Jones, a senior software engineer, said he spent three months addressing his security concerns about Microsoft’s Copilot Designer, a tool that can generate novel images from written prompts. The tool is derived from another AI image generator, DALL-E 3, made by Microsoft’s close business partner OpenAI.

“One of the most concerning risks with Copilot Designer is that the product generates images that add harmful content despite a harmless request from the user,” he said in his letter to FTC Chairwoman Lina Khan. “For example, when Copilot Designer only uses the prompt ‘car accident,’ he tends to randomly insert an inappropriate, sexually objectified image of a woman into some of the images he creates.”

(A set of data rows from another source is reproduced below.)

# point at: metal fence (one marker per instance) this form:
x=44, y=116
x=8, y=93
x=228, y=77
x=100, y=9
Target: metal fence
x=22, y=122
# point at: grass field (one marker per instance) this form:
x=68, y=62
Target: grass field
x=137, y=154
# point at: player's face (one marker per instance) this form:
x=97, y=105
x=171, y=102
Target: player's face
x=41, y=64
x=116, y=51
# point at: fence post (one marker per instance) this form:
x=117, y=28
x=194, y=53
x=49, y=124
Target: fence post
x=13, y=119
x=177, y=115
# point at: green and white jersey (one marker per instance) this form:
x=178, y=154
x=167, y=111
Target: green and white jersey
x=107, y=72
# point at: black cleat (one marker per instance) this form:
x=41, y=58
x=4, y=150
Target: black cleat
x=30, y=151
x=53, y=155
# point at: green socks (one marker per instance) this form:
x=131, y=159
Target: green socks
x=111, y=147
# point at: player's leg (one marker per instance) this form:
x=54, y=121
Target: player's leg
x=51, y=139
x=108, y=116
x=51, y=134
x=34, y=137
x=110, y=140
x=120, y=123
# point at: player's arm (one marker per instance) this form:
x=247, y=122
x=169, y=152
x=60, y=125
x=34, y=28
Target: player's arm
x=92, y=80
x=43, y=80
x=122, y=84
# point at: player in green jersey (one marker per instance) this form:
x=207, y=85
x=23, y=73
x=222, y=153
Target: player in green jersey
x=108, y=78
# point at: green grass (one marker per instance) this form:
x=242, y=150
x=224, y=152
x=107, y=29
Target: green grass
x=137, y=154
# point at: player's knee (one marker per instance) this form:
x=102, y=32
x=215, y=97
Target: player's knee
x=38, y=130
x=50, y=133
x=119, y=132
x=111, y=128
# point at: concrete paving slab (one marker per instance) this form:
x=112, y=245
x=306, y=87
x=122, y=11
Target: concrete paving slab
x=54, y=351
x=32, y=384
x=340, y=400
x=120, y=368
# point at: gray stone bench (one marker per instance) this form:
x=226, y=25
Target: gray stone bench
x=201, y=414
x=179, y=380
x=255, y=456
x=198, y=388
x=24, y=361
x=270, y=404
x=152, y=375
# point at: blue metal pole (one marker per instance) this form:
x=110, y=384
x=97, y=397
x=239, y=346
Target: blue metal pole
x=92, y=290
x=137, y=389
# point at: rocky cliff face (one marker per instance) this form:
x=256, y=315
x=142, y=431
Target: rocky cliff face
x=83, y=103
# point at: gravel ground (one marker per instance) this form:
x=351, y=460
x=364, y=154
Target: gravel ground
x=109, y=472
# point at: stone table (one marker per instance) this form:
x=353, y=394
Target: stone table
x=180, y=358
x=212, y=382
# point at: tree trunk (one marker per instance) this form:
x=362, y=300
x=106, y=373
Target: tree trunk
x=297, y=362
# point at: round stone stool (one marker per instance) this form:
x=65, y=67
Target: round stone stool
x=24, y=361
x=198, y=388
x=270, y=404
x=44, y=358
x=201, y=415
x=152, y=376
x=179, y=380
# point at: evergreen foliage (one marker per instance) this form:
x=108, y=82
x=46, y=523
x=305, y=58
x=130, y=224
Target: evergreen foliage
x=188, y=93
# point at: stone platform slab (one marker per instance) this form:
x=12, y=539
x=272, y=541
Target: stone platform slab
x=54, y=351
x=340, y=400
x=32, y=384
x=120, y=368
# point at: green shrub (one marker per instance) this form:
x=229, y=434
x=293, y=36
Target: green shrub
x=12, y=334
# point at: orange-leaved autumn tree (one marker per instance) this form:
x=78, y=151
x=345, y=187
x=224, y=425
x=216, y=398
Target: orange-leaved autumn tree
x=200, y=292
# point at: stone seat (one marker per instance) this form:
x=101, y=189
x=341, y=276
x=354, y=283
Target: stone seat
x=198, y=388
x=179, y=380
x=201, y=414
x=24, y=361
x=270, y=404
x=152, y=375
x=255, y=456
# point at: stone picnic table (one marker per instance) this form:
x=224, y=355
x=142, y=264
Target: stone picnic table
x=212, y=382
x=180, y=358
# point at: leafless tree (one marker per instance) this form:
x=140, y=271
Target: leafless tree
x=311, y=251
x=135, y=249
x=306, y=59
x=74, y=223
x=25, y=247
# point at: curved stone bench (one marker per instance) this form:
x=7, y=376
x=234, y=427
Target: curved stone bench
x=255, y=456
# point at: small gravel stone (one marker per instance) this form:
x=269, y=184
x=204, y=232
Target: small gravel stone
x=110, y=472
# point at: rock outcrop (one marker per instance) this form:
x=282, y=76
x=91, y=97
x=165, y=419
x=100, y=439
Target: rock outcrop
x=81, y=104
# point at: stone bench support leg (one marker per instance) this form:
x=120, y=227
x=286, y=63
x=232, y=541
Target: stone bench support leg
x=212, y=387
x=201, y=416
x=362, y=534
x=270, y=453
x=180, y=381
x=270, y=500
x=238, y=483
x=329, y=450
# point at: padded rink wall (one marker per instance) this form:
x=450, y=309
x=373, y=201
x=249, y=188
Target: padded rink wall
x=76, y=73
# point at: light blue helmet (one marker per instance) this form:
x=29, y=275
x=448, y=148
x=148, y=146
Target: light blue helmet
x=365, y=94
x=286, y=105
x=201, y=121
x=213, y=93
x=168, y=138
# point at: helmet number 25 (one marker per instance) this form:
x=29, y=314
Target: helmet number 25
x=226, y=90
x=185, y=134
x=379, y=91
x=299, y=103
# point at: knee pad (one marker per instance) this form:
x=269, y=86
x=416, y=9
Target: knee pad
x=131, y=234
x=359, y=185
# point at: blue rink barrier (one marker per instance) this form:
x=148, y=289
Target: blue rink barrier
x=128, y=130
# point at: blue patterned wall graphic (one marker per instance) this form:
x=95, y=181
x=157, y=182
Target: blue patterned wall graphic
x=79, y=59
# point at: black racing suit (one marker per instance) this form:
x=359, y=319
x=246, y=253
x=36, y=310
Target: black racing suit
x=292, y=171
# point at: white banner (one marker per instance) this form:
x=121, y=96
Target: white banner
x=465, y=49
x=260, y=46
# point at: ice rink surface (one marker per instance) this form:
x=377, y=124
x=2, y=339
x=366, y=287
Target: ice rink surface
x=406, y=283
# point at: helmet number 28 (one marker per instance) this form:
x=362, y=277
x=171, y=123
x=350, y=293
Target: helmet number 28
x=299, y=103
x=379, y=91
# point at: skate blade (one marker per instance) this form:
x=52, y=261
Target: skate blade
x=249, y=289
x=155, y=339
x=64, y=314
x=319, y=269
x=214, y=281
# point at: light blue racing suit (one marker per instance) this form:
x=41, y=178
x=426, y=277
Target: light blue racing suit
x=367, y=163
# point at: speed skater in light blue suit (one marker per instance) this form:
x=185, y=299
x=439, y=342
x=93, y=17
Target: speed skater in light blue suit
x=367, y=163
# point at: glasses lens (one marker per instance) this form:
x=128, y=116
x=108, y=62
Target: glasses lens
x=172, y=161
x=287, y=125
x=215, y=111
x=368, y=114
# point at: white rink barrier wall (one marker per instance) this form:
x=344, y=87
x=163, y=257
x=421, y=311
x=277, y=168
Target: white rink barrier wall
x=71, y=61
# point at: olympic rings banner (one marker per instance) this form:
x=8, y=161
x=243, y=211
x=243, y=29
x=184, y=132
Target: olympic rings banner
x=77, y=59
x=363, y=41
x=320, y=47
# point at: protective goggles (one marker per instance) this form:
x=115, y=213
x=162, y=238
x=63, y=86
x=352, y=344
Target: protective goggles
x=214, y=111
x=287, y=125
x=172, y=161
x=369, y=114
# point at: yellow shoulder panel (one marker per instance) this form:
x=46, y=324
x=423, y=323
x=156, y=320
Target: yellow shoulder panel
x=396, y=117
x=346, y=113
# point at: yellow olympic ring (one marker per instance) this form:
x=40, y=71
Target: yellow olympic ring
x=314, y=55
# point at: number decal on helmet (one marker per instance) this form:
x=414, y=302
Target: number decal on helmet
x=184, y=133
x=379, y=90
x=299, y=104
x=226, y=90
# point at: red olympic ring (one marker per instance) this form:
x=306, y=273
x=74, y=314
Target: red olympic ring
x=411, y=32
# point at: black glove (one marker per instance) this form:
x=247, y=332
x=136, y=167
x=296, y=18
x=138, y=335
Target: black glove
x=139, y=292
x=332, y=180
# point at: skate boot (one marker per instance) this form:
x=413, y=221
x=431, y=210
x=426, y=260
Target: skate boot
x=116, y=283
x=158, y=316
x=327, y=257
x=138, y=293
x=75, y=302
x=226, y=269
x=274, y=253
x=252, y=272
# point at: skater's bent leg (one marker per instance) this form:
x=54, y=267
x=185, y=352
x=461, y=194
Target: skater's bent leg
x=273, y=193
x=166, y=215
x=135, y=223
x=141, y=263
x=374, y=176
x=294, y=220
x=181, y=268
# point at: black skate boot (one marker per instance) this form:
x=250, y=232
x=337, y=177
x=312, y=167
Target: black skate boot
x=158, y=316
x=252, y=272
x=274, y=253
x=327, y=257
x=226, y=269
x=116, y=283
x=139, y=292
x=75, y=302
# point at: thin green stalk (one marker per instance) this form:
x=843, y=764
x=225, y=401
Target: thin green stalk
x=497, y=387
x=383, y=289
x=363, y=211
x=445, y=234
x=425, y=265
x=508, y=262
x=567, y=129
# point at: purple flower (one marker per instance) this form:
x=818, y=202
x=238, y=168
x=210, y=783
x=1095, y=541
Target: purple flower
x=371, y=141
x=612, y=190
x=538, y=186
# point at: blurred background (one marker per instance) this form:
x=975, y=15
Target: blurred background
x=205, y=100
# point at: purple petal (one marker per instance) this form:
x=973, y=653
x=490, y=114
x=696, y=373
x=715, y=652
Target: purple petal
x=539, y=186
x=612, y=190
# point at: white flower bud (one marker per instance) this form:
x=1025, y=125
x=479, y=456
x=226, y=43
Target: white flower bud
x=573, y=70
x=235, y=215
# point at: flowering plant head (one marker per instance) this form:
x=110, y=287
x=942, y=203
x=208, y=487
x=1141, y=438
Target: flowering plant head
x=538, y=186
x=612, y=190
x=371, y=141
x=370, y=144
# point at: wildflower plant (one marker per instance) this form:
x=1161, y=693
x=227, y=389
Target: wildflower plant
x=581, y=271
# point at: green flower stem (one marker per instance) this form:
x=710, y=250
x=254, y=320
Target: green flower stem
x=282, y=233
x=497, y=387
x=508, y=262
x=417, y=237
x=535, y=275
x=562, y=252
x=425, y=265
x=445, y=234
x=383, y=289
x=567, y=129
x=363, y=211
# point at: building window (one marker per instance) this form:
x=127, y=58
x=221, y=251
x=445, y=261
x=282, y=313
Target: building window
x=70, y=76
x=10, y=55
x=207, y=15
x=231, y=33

Other harmful content includes violence as well as “political bias, underage drinking and drug use, misuse of corporate trademarks and copyrights, conspiracy theories and religion, to name a few,” he told the FTC. In his letter to Microsoft, he calls on the company to withdraw it from the market until it is safer.

This isn’t the first time Jones has publicly voiced his concerns. He said Microsoft initially advised him to share his findings directly with OpenAI, which he did.

He also publicly posted a letter to OpenAI on Microsoft’s own website LinkedIn In December, a manager told him that Microsoft’s legal department “required me to delete the post, which I did reluctantly,” according to his letter to the board.

In addition to the Senate Commerce Committee, Jones has also raised his concerns with the attorney general in Washington, where Microsoft is headquartered.

Jones told the AP that while the “core problem” lies with OpenAI’s DALL-E model, those using OpenAI’s ChatGPT to generate AI images will not receive the same damaging results because the two companies share their products with different protective measures.

“Many of the issues with Copilot Designer are already being resolved through ChatGPT’s own security measures,” he said via text message.

A number of impressive AI image generators first hit the market in 2022, including the second generation of OpenAI’s DALL-E 2. This – and the subsequent release of OpenAI’s chatbot ChatGPT – sparked public fascination, which put commercial pressure on tech giants such as Microsoft and Google publish your own versions.

However, without effective safeguards, the technology poses dangers, including the ease with which users can perform generations harmful “deepfake” images of political figures, war zones or non-consensual nudity that falsely appears to show real people with recognizable faces. Google has temporarily suspended it Gemini chatbots Ability to create images of people after sparking outrage over depictions of race and ethnicity, such as wearing people of color in Nazi-era military uniforms.